Hello there, ('ω')ノ
ねらい
このLABは、アカウントロック機能の実装ミスを突いて、有効なユーザー名を推測し、そのユーザーのパスワードを総当たりで特定することが目的です。 通常、アカウントロックは総当たり攻撃を防ぐ仕組みですが、ロック時のエラーメッセージや応答挙動が微妙に異なる場合、それが有効なユーザー名を見抜くヒントになります。
全体像(まずはストーリー)
- ログインフォームで意図的に間違ったユーザー名+パスワードを試す。
- 有効なユーザー名を探すため、複数回連続で試し、ロック時の挙動の違いを観察する。
- 違いが出たユーザー名を特定。
- そのユーザー名に対し、パスワードリストで総当たり攻撃を仕掛ける。
- 正しい組み合わせを発見し、ログインしてアカウントページにアクセスする。
実践:一手ずつ「なぜそうするか」を添えて
1) ログインページを確認
- 操作:ブラウザでLABを開き、ログインフォームの構造をチェック。
- なぜ:送信時のHTTPリクエスト構造(POST /login など)を把握し、後でBurp Intruderで自動化するため。
2) 適当なユーザー名とパスワードを送信
操作:
- ユーザー名:
invalid-username - パスワード:
invalid-password - Burpでリクエストをキャプチャ。
- ユーザー名:
- なぜ:まずは標準的な失敗時の応答を知るため。これが基準になります。
3) Burp Intruderで「Cluster bomb」モードを選択
操作:
- username=§invalid-username§&password=example**§§**
- 1つ目の§でユーザー名を変化させる。
- 2つ目はパスワード欄の末尾に空ペイロードを追加し、同じユーザー名を複数回試せるようにする。
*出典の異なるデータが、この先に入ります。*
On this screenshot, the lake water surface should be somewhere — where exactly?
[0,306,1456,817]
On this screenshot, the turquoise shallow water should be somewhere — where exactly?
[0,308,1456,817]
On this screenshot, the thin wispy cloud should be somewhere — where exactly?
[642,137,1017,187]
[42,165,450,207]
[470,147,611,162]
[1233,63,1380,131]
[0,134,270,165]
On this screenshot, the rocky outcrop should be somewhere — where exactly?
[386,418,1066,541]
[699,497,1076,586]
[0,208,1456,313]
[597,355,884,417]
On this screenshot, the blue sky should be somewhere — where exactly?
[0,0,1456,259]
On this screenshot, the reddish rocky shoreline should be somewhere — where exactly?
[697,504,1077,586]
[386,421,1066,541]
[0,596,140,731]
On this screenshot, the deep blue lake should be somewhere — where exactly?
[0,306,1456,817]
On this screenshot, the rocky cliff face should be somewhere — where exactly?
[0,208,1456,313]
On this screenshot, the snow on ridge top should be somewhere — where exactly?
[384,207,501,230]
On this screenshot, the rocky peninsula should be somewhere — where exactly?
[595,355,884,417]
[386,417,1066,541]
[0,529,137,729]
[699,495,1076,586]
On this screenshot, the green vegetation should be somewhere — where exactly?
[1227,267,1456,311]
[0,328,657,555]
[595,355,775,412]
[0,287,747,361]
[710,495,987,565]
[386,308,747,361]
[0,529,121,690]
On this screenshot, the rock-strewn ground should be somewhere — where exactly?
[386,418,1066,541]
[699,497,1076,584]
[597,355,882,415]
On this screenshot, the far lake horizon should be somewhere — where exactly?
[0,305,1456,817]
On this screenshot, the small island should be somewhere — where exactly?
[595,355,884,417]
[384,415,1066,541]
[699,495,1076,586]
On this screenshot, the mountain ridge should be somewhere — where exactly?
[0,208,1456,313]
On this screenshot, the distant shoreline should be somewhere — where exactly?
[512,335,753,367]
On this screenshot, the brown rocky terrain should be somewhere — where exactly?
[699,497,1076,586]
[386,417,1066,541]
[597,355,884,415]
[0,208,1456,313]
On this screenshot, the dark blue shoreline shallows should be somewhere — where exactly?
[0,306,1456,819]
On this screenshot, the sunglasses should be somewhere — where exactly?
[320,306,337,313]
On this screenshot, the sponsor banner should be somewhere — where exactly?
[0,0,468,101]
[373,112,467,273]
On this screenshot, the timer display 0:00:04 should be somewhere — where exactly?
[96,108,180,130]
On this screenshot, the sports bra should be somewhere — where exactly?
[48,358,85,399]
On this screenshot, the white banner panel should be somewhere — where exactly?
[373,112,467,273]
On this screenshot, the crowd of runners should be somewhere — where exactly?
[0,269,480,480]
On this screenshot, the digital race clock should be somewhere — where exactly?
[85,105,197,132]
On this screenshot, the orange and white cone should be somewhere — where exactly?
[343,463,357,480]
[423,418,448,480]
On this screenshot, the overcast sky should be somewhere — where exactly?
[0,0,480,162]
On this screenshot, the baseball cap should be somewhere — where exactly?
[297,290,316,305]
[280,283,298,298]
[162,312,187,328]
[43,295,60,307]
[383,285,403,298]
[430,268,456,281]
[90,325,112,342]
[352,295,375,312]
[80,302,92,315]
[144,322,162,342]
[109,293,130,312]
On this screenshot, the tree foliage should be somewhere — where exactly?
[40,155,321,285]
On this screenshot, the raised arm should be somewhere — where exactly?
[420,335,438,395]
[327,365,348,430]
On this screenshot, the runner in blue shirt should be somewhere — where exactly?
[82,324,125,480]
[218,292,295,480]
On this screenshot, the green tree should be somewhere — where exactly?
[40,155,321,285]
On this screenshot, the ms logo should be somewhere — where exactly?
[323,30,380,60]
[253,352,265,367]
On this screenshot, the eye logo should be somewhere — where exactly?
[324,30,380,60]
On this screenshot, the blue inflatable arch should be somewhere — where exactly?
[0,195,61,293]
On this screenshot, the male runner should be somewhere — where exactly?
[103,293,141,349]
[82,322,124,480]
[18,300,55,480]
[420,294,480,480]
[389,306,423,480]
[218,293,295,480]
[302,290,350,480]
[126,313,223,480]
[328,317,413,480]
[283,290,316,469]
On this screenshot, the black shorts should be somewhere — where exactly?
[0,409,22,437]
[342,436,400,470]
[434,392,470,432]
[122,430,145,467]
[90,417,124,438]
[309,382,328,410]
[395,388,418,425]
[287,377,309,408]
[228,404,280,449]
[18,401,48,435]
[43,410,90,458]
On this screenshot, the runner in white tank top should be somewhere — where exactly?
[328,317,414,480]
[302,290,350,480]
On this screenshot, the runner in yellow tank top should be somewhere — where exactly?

- なぜ:ユーザー名ごとに5回ずつ試すことで、ロック判定まで持っていき、エラー文の違いを検出しやすくするため。
4) ペイロードを設定
操作:
- ペイロードセット1:LABの候補ユーザー名リスト。
- ペイロードセット2:Nullペイロード(5回繰り返し)。
- なぜ:同じユーザー名を複数回試せば、もしそれが有効なら**「ロックされた」旨のメッセージ**が返る可能性がある。
5) 結果を分析
- 観察:ほとんどは同じエラー(例:
Invalid username or password)。 しかし1つのユーザー名だけはレスポンスの長さや本文が微妙に異なる(例:You have made too many incorrect login attempts)。 - なぜ:これはそのユーザー名が有効であり、連続失敗によりロック状態になった証拠。
6) パスワード総当たり(Sniperモード)
操作:
- 固定したユーザー名(先ほど特定したもの)を設定。
- パスワード欄に§をつけて候補パスワードリストを設定。
- 「Grep Extract」でエラー文部分を抽出。
- なぜ:エラー文が消える=ログイン成功と判断できるため、レスポンスを1つずつ目視しなくても正解を見つけられる。
7) 正しいパスワードの発見
- 観察:ほとんどはエラー文あり。1つだけ空欄(または異なる文言)がある。
- なぜ:そのレスポンスがログイン成功時の画面。
8) ロック解除を待つ
- 操作:1分程度待機してから、正しいユーザー名+パスワードでログイン。
- なぜ:直前まで何度も失敗しているため、ロック解除を待たないと成功しても入れない。
9) アカウントページへアクセスしてクリア
- 操作:ログイン後、アカウントページを開くとLABクリア。
どうして成立するのか(思考の軸)
- アカウントロック時のエラー文が他と違う → 攻撃者に「このユーザーは存在する」という情報を漏らしてしまう。
- 有効ユーザーのみにロックが発生 → ロックは「認証の前段階」ではなく「パスワード認証の後」に動くため、存在しないユーザーはロックされない。
つまずきポイント&対処
- 全員同じエラー文に見える → レスポンス長やHTML微差(タグやスペース)で判別。
- ロック解除が遅い → 再試行間隔を伸ばすか、LAB説明文のヒントを確認。
- Grep Extractが反応しない → ターゲット文字列の選び方を見直す(完全一致より部分一致が安定)。
実務目線の防御策
- エラーメッセージを統一:存在するか否かを区別できない文章にする。
- アカウントロック判定をユーザー名レベルでなくIPレベルでも適用:総当たり速度を落とす。
- レート制限やCAPTCHAの導入:自動化を難しくする。